Anthropic itself had previously limited Mythos’ release, describing the model as having potent capabilities that required careful handling, and the company had publicly warned against unrestricted distribution.
The apparent ability for researchers or malicious actors to exploit Fable 5’s protections is the most-consistent explanation offered for the administration’s decision, though no single definitive incident has been publicly confirmed.

Ramp data shows enterprise adoption surging in May

Despite the regulatory clash, commercial demand for Anthropic models accelerated in May, according to payment-processor and platform data compiled by Ramp.
Ramp’s dataset, drawn from more than 70,000 businesses, shows Anthropic’s share of paid AI subscriptions climbed to roughly 41% in May, edging past a reported 39.5% for a major rival in that same month.
The firm-level metrics suggest companies are increasingly buying Anthropic’s Opus and Claude-branded models for tasks such as code generation and workflow automation.

Opus models and Claude Code underpin business spending

Where model-level detail is visible within the payments data, a plurality of spend is tied to Claude Opus variants and Claude Code products that enterprises use for API-driven workflows.
Anthropic released an updated Opus 4.8 late in May, and Ramp reports indicate that the Opus lineage remains widely deployed even as Mythos was being tested by a smaller cohort of users.
Companies appear to favor the more controlled, commercially available Opus models for production tasks while Anthropic’s limited Mythos tests were confined to select partners and internal pilots.
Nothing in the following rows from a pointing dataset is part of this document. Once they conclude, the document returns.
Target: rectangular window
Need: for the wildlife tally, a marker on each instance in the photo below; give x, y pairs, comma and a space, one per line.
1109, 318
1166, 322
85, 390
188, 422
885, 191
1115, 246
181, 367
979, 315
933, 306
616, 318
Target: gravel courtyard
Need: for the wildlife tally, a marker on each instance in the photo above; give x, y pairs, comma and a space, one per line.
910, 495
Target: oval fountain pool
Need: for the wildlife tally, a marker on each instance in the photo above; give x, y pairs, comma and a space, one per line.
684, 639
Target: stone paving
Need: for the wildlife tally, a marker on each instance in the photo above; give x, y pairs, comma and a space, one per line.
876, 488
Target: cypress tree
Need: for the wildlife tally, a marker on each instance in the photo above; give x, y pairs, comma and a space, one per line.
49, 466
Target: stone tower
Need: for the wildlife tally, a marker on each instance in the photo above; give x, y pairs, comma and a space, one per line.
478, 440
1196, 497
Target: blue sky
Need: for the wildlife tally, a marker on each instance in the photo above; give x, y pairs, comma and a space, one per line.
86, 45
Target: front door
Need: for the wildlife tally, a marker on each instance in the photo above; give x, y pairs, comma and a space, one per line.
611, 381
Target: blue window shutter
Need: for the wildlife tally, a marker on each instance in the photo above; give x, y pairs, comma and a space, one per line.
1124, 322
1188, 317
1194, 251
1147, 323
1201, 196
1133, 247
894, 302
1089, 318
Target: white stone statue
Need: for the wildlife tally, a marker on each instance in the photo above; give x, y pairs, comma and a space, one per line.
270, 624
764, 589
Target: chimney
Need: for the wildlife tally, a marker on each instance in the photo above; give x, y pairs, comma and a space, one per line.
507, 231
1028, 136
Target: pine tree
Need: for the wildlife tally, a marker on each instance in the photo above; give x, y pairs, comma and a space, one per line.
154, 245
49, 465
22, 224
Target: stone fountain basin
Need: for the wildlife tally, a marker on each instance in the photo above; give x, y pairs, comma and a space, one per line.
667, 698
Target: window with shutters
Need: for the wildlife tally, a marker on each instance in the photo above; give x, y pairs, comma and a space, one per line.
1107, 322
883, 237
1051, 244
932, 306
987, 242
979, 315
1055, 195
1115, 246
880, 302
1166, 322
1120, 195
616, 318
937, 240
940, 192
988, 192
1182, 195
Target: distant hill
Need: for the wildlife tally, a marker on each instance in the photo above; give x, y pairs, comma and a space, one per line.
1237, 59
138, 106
Prior tensions with U.S. defense and potential IPO consequences

Anthropic’s dispute with the U.S. government is not new: earlier this year the company resisted government requests to integrate its models into mass surveillance and fully autonomous weapons systems and was later designated a supply-chain risk by the Department of Defense.
That designation did not halt commercial traction; Ramp’s economist notes that controversy has not prevented — and may have even fueled — enterprise curiosity and adoption.
Still, the newly imposed Anthropic models ban injects fresh uncertainty into the company’s path to public markets after it announced a large private financing at a near-trillion-dollar valuation and filed confidential IPO paperwork in late May.

Market and investor implications remain uncertain

Public-market investors typically discount regulatory risk, and an abrupt government-mandated withdrawal of product access introduces a new variable into valuation and timing decisions.
Analysts say the immediate financial impact is hard to quantify from payment data alone, since much enterprise spend is tied to APIs and subscription services that remain available, while the pulled models represented a narrower, high-capability tier.
For now, operational revenues appear resilient, but longer-term fundraising and IPO timing will likely hinge on how quickly Anthropic and regulators reach a durable framework for safe, export-compliant access.

Anthropic faces a delicate safety-versus-access balancing act

The company must now reconcile commercial demand for powerful AI with government concerns about cross-border risks and the demonstrated shortcuts that exposed Fable 5’s protections.
Anthropic’s prior public stance against government uses it deemed unethical has shaped both its regulatory relations and its market narrative, complicating negotiations even as enterprise customers continue to pay for Opus and Claude services.
How the company adapts its controls and whether regulators accept those mitigations will determine if the Anthropic models ban is a temporary constraint or the start of a longer-term operating limitation.

The coming weeks will test whether restricted access and regulatory scrutiny slow Anthropic’s momentum or reinforce its reputation for building highly capable models that require careful governance.